Monday, 24 January 2011

One Out, All Out

Yvette Cooper's complaint that there is to be no retention of provision to bang people up without charge for an entire month "in case of emergency" is as clear an indication as you could want that, while Labour may be on the way back to being Labour, it is not yet there, and it probably will not be before electoral reform gives us all the opportunity to start again anyway. But this is not the only such indication.

Bob Crow is a far less significant figure than Arthur Scargill ever was, and even Scargill was essentially peripheral to the trade union movement. If Crow and his union were calling strikes, however disruptive, anywhere else, then he, it and they would be completely ignored by the "national" media. The RMT is no longer affiliated to the Labour Party, although it did fund a small Hard Left, Welsh separatist party the only ever Leader of which, until as late as January of this year, was recently welcomed with open arms and considerable fanfare by David Cameron, although that Hard Left, Welsh separatist, RMT-funded, and indeed Tommy Sheridan-endorsed party is still the one listed next to his name on the list of former MPs who continue to hold House of Commons passes.

But what if our anti-union laws were indeed to be made even more draconian, as desired by a sexually dissolute and pro-drugs Ottoman aristocrat of very recent extraction who has publicly recited the Shahada in Arabic, who was elected Mayor of London as a joint candidate with the BNP, and who surrounds himself with veterans of the Revolutionary Communist Party?
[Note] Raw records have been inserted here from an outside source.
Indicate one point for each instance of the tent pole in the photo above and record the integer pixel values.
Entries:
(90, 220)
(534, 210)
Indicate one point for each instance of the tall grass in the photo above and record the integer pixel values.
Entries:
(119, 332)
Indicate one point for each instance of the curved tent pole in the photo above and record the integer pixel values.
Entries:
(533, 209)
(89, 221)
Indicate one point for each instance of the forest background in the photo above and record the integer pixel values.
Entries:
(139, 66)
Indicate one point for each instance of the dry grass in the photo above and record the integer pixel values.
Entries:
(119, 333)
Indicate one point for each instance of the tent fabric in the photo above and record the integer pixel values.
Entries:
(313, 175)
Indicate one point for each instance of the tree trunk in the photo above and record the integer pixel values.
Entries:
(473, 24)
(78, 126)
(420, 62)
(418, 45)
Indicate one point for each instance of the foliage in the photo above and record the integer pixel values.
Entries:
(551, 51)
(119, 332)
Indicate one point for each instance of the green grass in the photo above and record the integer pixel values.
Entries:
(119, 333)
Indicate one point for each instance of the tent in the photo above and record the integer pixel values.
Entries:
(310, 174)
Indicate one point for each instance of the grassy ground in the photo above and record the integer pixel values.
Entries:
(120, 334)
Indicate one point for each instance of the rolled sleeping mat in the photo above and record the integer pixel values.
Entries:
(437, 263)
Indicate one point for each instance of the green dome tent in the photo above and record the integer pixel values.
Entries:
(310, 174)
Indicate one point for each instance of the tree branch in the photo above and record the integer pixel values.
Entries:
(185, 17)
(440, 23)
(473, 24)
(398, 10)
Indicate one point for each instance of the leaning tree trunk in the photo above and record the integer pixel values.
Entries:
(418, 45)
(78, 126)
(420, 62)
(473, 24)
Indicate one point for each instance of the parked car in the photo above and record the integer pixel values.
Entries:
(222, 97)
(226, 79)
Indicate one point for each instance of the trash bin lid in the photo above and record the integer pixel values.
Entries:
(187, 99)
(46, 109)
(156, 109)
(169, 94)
If fifty per cent of those eligible would have to vote in favour of action, then why allow only such action as is permissible under the current legislation?

Why not allow, say, sympathetic action of a clearly secondary character, such as a work to rule in support of a strike, within a single industry or corporation? Provided, of course, that the fifty per cent threshold had been reached. The Eighties were a long time ago. And as the cuts are felt, these strikes are going to be very popular indeed, with the Government, not the unions, identified by the public as its enemies. Think on.